Skin tone’s a deep dark brown;

don’t be shame you are the cutest thing around,

chocolate doll.

You’re the reason I give my all.

Brown and silky fine as wine,

shining just as bright from noon till nine.

Chocolate girl,

more precious than any pearl,

they always say the darker skin is skin so pure.

In our case, that is so true.

You are my baby girl, and I’ll give you my all

because you will forever and always be my chocolate doll.

I went into labor at 7:00 a.m., January 14, 1992. I didn’t go right to the hospital because the pain wasn’t that bad at first. I also wanted to eat. I was told I wouldn’t be able to eat until I was done. I was nineteen years old, married, and didn’t have a fuckin’ clue as to what I was doing or how my life was truly about to change. My husband was in the army and was stationed in Germany at the time, so I was living at home with my mommy who was a full-blown crack addict at this time and my four sisters and brothers. I was supposed to be in Germany, but by the time they found housing, I was too far along for the plane ride out of the country.

When I went into labor, my mommy wasn’t there. My sisters and brothers were there taking care of me. She was off on another one of her smoke sessions that lasted days at a time.

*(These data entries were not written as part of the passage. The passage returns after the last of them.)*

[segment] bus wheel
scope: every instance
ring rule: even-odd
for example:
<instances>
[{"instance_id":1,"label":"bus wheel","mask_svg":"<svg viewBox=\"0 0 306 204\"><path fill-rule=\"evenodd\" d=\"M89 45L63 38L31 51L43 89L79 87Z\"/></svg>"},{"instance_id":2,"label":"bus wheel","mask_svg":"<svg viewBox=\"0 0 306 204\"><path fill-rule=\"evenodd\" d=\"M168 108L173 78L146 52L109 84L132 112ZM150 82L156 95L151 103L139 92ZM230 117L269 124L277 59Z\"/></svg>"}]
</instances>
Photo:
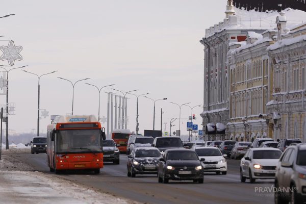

There is no telling where she was. It was dead of winter and cold as fuck, and there was no tellin’ which crack shack in East St. Louis she was in, but my sister went looking for her for me. I love my siblings to life. They mean the world to me. They have always taken care of me like that. My brother went to get me donuts. I had a little money that I had hid in case of emergencies, and this was definitely an emergency. That left me at home with my youngest brother and sister. They would get me water and hold my hand. I had called my aunt who lived in Centerville to let her know that I was in labor. She had warned me to call the ambulance because it was going to get worse and I didn’t want to be at home when shit got real. I was talking big shit. I told her I had this and, if this was labor, I could have five more kids. She simply said okay and said, “Yo ass gone learn today,” and hung up.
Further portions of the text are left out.